A lo largo del siglo XIX, en
pleno auge del desvarío racionalista, las artes le plantaron el
rostro a la modernidad. El romanticismo fue prácticamente una
postura revolucionaria en clara oposición contra el positivismo y su
método. Esa confrontación no se limitaba a polemizar entre el arte
y la técnica, era también una disputa al interior del ejercicio de
las mismas artes. El neoclasicismo era un cómplice más del perverso
mundo ordenado por medidas exactas y fórmulas de perfección. Por
eso el romanticismo era mucho más que un movimiento cultural o un
frente político contra el sistema, se trataba de un posicionamiento
vital que sus protagonistas encarnaron y lo tradujeron en arte. Ante
el proyecto totalitario de la razón se levantaron los estandartes de
la sensibilidad y los sentimientos. La mejor manera evidenciar el
terrible error al que había llegado la humanidad era demostrar que
hay un mundo inmenso en el que no caben las ecuaciones y las tesis.
A finales del siglo pasado nos
quisieron vender el cuento de la posmodernidad, no obstante, la
modernidad todavía nos persigue y goza de buena salud. Ni la caída
del muro de Berlín y la consecuente conclusión de la Guerra Fría,
ni la Globalización nos abrieron a una nueva época. Dos guerras
mundiales parecían ser la mejor prueba de que el imperio de la razón
era una tramoya, montada con el único objetivo de contar con una
ideología convincente para acaparar el poder. La aberrante teoría
de “la civilización y la barbarie”, usada por el neocolonialismo
occidental para controlar económicamente a América e invadir y
repartirse África y Asia, se volcaría en su contra. Sólo fue
necesario un tipo lo suficientemente loco, para justificar mediante
la “ciencia” que su pueblo era el más perfecto; por eso mismo
destinado a gobernar el mundo y erradicar la contaminación judía,
gitana, gay y comunista. La memoria de ese pasado sigue fresca y aun
así los pretextos de la modernidad racionalista se repiten. La
ilusión de la “civilización” se ha globalizado y su rosto se
oculta en las transnacionales. Irreconocible se mueve por debajo de
los asientos de los funcionarios del poder para erradicar la
“barbarie”, que ahora se llama con sofisticación: “la lucha
contra el terrorismo”.
Examinadas estas variables nos
cuesta trabajo saber en qué lugar se ha extraviado la acción del
arte en nuestra historia. Quizá la respuesta más fácil sería
consentir el relato posmoderno y afirmar que el nihilismo nos ha
vencido. Renegados de todos los grandes relatos, nos conformamos con
los márgenes y las particularidades. Lo más contradictorio es que
no se trata de la falta de producción, sino de la falta de
comunicación. Se ha perdido el contacto con la gente y parece no
haber diálogo con el mundo. De la tarea emprendida por los
románticos apenas se guarda la pose dramática y el gesto bohemio.

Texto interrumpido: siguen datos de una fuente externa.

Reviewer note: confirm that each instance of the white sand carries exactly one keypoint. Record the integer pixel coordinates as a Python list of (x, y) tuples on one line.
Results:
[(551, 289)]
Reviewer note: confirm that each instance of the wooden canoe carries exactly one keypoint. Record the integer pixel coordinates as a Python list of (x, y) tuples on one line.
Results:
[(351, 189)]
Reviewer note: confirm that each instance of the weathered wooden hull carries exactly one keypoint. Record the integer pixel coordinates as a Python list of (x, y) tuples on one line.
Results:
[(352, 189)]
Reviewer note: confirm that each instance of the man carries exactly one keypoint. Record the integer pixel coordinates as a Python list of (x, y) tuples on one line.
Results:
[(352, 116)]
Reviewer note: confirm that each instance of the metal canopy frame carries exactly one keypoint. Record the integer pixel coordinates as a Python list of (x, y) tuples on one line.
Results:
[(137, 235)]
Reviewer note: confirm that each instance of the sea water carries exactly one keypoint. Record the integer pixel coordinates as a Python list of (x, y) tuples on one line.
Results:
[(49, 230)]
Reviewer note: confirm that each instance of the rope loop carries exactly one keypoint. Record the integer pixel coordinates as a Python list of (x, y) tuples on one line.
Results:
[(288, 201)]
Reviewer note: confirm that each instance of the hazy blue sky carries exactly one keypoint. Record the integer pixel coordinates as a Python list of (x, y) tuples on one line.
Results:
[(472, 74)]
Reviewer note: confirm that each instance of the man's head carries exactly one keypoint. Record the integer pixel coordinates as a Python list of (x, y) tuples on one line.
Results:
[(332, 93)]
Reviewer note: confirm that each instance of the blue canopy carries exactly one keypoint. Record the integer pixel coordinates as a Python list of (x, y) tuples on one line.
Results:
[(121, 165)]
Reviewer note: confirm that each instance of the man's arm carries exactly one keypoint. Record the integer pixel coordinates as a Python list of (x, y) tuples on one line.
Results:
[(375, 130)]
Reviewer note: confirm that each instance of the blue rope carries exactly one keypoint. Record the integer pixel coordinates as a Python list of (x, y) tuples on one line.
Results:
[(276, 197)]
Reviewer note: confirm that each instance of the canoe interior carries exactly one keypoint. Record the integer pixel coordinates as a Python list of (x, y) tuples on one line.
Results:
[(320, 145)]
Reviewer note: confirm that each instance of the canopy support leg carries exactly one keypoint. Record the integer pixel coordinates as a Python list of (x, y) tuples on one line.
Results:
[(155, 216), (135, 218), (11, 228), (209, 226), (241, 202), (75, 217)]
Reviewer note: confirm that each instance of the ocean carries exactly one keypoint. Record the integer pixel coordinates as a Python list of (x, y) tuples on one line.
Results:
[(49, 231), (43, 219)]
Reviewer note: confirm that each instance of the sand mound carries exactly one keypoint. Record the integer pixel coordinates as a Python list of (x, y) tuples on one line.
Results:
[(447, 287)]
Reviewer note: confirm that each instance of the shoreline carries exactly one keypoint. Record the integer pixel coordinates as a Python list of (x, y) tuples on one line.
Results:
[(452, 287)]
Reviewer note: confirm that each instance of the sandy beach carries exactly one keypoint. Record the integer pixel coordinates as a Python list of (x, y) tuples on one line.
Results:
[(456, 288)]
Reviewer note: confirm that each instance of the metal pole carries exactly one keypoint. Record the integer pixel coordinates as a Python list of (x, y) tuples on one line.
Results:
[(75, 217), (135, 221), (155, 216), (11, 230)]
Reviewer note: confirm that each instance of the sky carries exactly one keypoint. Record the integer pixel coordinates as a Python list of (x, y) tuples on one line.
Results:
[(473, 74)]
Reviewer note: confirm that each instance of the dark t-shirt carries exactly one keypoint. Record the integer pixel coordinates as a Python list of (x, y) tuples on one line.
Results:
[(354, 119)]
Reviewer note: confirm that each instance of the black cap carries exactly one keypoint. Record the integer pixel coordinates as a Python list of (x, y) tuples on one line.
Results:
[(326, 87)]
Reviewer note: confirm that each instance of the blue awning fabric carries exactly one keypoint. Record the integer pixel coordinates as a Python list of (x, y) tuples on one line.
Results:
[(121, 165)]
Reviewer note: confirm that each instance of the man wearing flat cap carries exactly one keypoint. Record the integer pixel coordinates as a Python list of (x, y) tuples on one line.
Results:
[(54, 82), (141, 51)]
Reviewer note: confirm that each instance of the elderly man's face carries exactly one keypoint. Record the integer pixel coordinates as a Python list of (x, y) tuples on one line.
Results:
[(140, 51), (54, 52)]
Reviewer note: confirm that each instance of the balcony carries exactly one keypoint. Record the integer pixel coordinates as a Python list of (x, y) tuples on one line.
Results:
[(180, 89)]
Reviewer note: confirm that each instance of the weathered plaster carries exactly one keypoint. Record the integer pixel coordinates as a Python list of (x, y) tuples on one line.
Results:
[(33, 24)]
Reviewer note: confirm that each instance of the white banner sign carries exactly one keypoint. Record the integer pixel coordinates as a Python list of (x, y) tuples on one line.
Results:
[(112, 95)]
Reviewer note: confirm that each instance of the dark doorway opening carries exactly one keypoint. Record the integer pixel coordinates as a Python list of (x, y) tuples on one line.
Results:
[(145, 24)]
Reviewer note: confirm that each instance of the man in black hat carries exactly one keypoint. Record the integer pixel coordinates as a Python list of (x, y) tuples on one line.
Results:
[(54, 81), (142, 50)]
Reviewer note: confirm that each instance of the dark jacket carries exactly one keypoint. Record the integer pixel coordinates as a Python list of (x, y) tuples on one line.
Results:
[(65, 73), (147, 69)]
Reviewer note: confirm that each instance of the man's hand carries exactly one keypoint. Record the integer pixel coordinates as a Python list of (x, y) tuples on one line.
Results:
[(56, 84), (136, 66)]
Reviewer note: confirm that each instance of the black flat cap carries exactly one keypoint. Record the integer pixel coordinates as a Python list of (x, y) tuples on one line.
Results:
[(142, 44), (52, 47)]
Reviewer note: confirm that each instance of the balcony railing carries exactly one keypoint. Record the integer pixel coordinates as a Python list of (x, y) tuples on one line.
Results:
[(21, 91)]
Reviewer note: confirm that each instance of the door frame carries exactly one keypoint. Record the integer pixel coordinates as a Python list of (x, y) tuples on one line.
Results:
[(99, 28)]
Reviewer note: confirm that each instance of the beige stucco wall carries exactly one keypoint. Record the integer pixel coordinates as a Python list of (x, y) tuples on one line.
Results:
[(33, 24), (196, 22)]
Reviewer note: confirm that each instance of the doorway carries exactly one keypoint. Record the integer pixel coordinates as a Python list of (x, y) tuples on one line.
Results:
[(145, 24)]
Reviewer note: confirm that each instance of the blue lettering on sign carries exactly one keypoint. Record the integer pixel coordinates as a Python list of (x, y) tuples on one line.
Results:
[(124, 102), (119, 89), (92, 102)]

Pareciera que los requisitos para ser artista se han reducido a
sentirse maldito antes que consternado, triste antes que ofendido,
incomprendido antes que revolucionario. Habría que discernir hasta
que punto las artes se reconocen en esos espectros. Los versos de
Homero fueron recitados por todo su pueblo y aún son nuestro legado.
Los bardos, juglares y cantores de yaravies
le ofrecían a sus respectivas naciones la posibilidad de conversar y
reinventar la memoria. La pintura podía ser una conexión y ofrenda
con lo divino. La arquitectura era toda una filosofía sobre las
relaciones del ser humano con el mundo.